OpenAI and NVIDIA announced a strategic collaboration to deploy at least 10GW of NVIDIA systems, comprising millions of GPUs, for OpenAI's next-generation AI infrastructure, which will be used for training and running subsequent models. To support this, NVIDIA intends to gradually invest up to $100 billion in OpenAI as computing power becomes available at each stage. The first 1GW cluster is expected to launch on the Vera Rubin platform in the second half of 2026. Both parties claim this will be one of the largest AI infrastructure projects known to date.
The goal of the collaboration is to leverage more efficient computing power and network architecture to support cross-industry generative AI and intelligent agent applications, accelerating development from R&D to production. OpenAI CEO Sam Altman stated that the collaboration will meet the scale and speed requirements of their roadmap. NVIDIA will provide end-to-end capabilities, from chips to systems and software stacks. Data center site selection and detailed commercial arrangements are still underway, and official updates will be provided.

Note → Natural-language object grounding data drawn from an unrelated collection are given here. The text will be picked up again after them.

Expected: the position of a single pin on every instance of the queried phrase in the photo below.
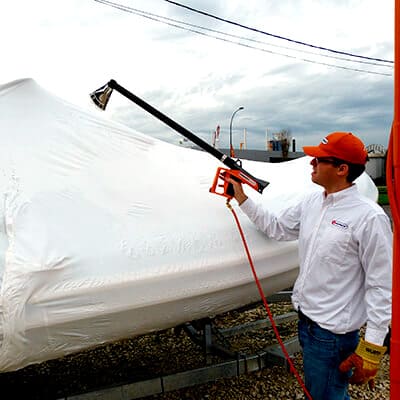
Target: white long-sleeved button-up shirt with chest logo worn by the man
(345, 257)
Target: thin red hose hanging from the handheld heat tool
(293, 369)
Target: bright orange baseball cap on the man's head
(342, 145)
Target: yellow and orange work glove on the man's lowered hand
(364, 363)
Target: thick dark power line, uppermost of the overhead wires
(275, 36)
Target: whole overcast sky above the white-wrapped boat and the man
(71, 47)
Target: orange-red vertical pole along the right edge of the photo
(394, 191)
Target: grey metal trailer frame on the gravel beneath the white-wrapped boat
(214, 341)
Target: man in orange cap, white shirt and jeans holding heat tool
(345, 258)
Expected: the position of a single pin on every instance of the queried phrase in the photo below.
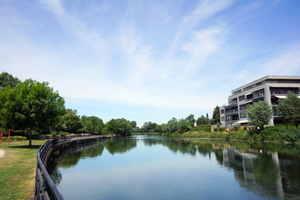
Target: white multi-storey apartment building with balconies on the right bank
(268, 88)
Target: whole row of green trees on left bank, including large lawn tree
(34, 106)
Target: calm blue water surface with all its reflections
(153, 167)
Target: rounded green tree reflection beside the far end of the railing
(120, 145)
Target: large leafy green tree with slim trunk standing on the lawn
(31, 105)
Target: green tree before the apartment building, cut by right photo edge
(289, 109)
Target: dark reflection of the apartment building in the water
(269, 173)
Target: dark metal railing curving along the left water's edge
(45, 188)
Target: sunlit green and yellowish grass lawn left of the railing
(17, 169)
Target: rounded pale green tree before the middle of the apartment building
(259, 113)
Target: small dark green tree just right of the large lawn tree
(72, 121)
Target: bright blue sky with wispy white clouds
(148, 60)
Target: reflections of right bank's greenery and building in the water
(264, 168)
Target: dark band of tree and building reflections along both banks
(270, 170)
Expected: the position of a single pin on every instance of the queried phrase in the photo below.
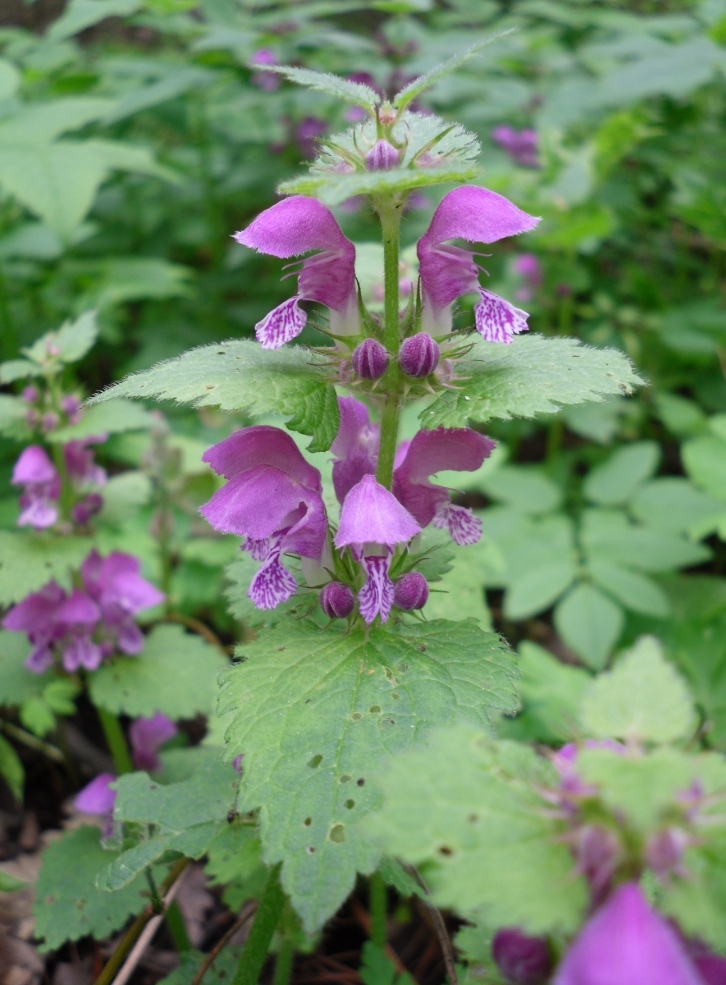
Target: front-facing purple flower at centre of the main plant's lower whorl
(372, 524)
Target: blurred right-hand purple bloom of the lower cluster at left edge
(116, 586)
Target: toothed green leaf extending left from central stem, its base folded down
(241, 375)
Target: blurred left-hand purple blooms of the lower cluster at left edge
(53, 620)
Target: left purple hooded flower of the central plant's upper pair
(294, 226)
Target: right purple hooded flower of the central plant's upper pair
(448, 272)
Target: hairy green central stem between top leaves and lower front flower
(390, 222)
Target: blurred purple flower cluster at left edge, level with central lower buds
(82, 627)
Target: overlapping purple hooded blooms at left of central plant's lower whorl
(273, 500)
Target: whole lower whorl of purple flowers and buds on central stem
(273, 500)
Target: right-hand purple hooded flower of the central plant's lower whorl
(443, 449)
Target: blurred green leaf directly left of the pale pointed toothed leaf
(550, 692)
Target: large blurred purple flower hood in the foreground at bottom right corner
(627, 943)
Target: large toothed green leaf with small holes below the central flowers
(315, 715)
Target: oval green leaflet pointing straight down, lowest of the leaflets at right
(590, 623)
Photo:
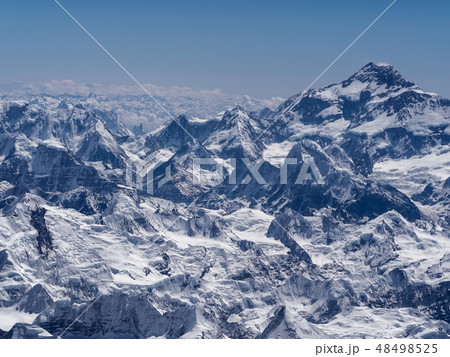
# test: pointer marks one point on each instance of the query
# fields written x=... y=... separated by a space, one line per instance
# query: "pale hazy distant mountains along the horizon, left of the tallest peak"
x=137 y=110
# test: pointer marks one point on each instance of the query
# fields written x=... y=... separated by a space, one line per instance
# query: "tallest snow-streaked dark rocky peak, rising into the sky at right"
x=374 y=114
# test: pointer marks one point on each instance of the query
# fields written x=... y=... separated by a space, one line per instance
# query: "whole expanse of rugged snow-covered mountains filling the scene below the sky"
x=365 y=252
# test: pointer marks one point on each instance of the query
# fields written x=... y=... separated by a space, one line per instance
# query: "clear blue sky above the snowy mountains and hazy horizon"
x=262 y=48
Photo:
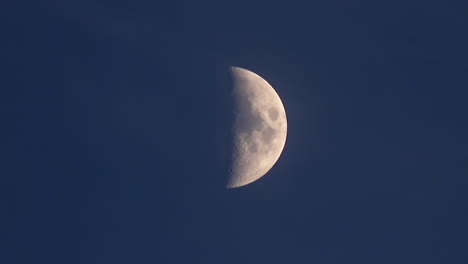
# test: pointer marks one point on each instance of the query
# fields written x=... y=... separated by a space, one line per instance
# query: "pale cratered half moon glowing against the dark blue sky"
x=259 y=128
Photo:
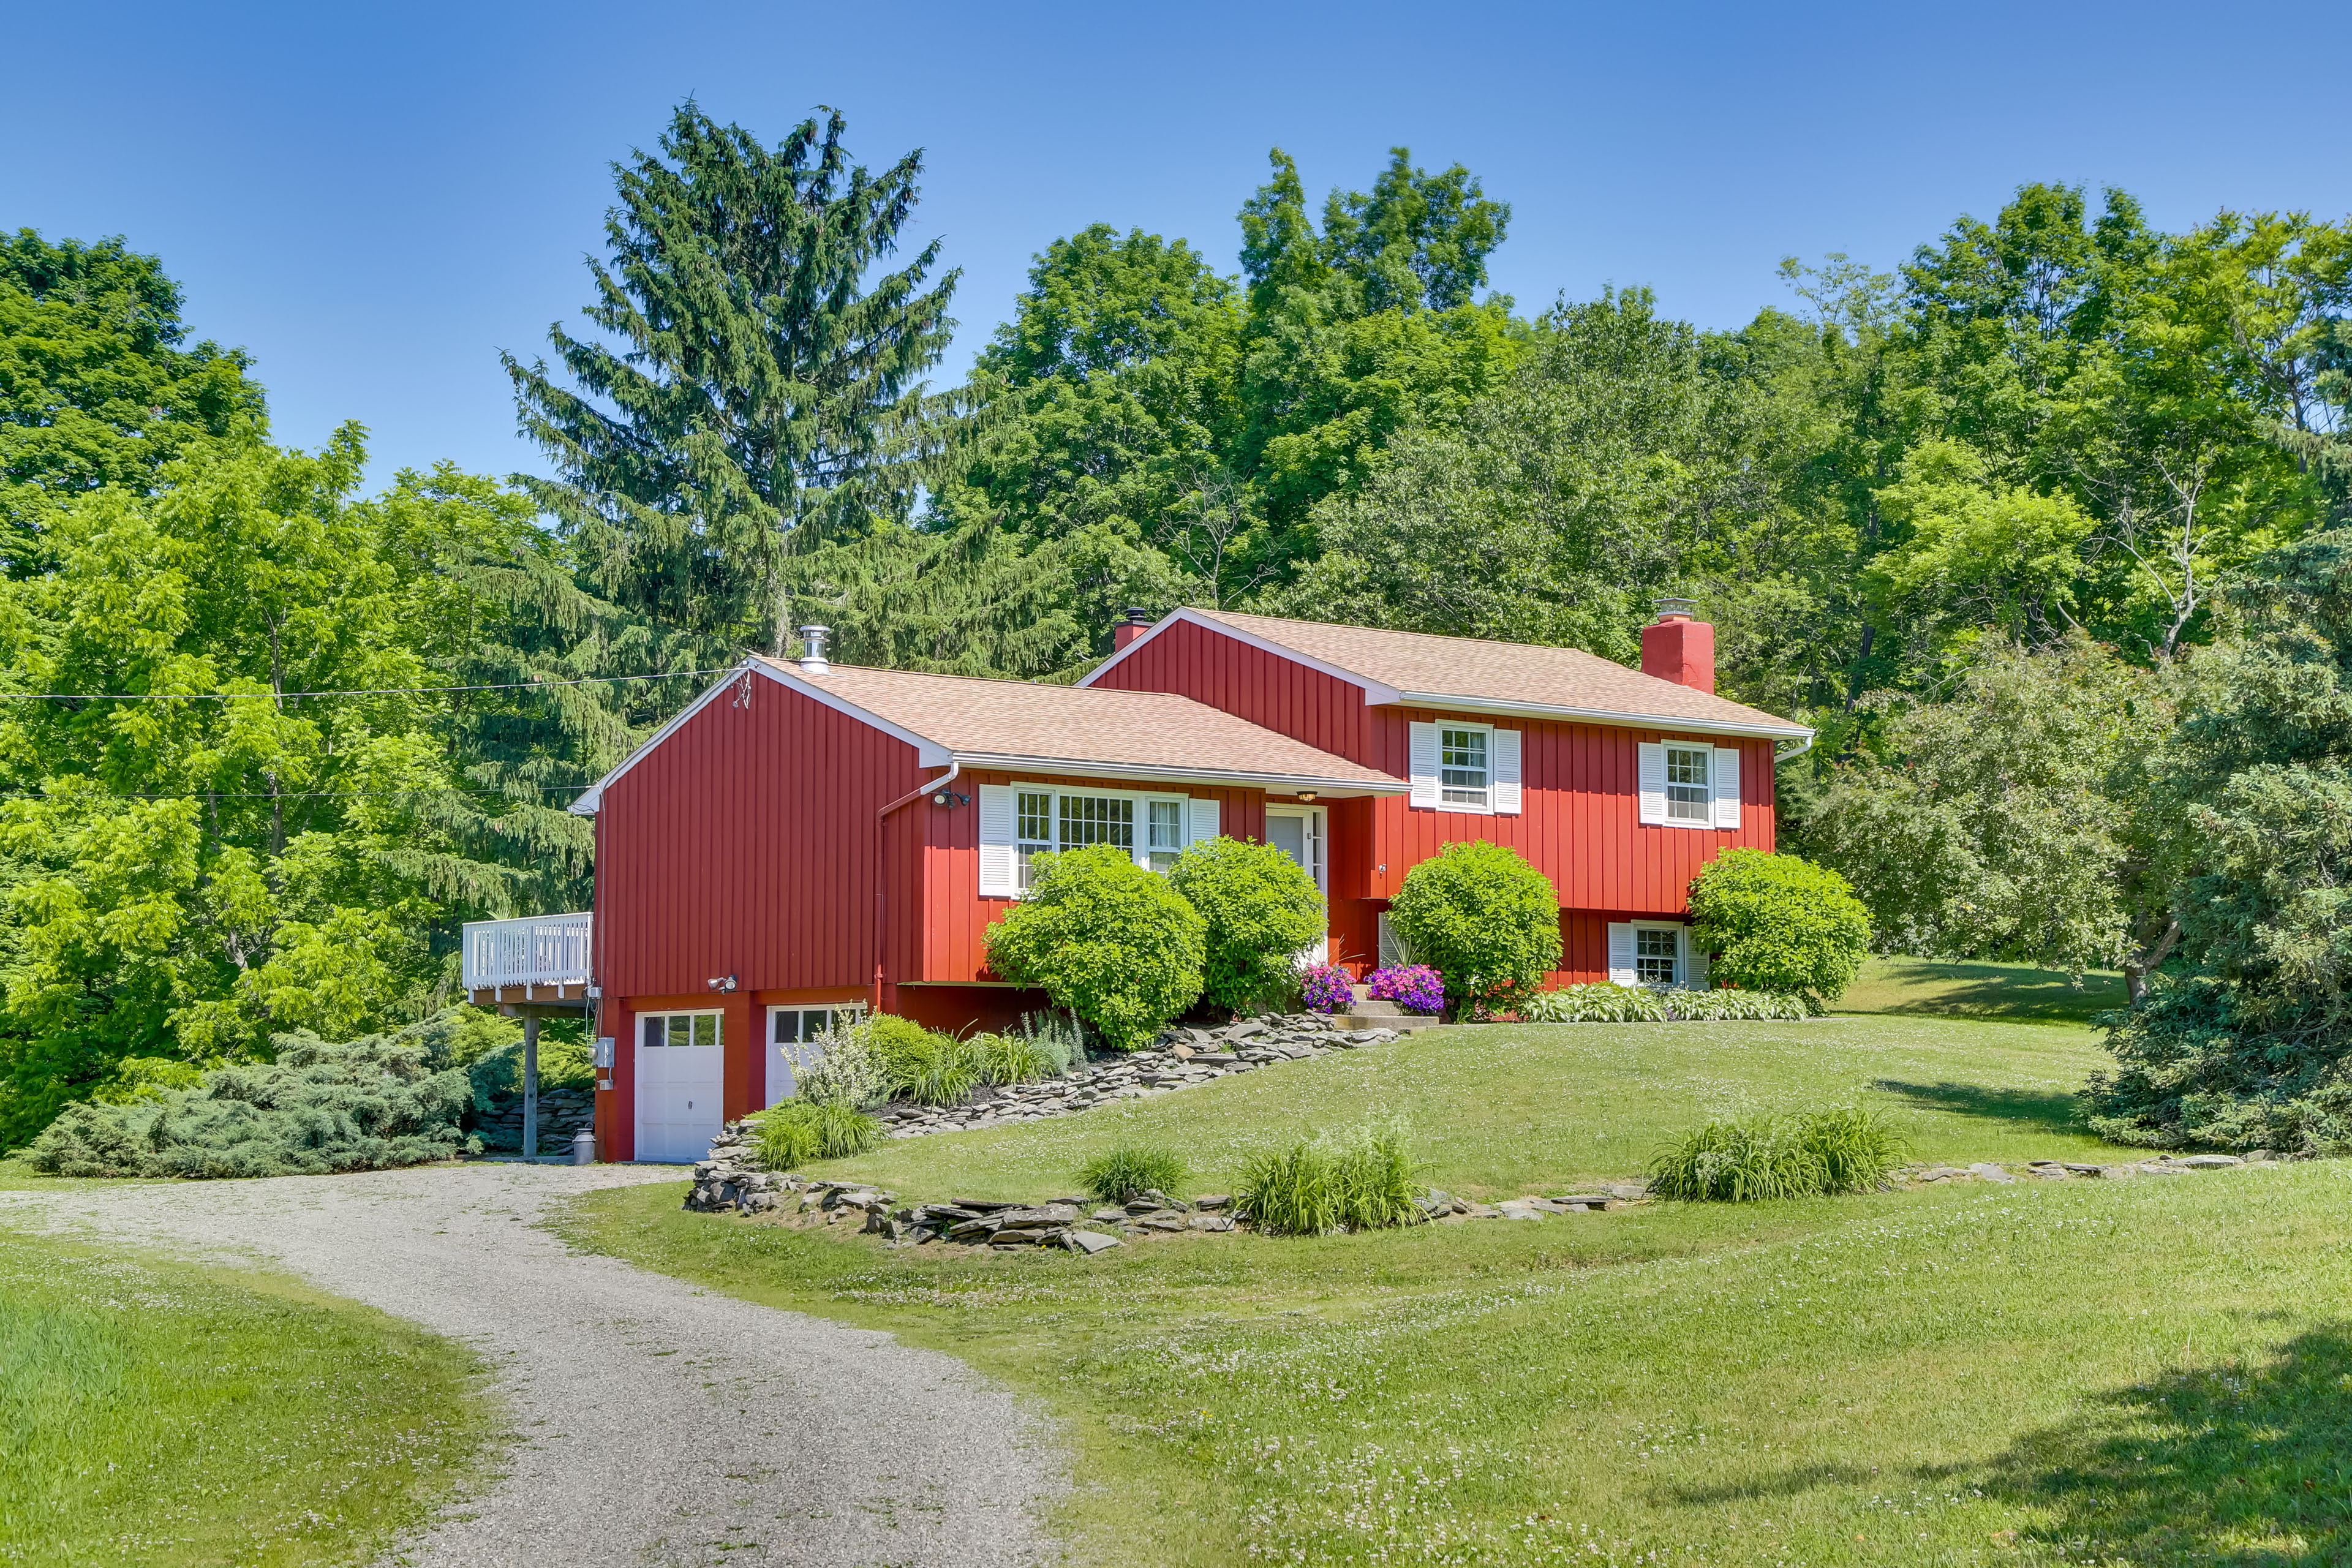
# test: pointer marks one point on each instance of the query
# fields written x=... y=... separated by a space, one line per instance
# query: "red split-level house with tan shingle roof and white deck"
x=808 y=840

Frequently Asked Questions
Q: What is the core content of this cooperation?
A: Jointly deploy at least 10GW of NVIDIA systems to provide training and inference infrastructure for OpenAI's next-generation models, and provide supporting phased funding.
Q: What is the investment and timeline?
A: NVIDIA plans to invest up to $100 billion, which will be invested in phases according to the implementation progress of each GW; the first 1GW is expected to be put into production in the second half of 2026.
Q: What impact will this have on OpenAI’s existing collaborative ecosystem?
A: While maintaining existing cooperation, we have added NVIDIA as an important partner in computing power and funding to diversify risks and expand production capacity.
Q: Why emphasize “scale and speed”?
A: Very large models and multi-agent systems have extremely high requirements for throughput and connectivity; large-scale clusters can reduce unit training/inference costs and shorten iteration cycles.
Q: Have the location and energy consumption details been published?
A: Not yet fully disclosed. Officials have only provided information on the total scale, milestones, and platforms. Targeted cities and energy support will be announced later.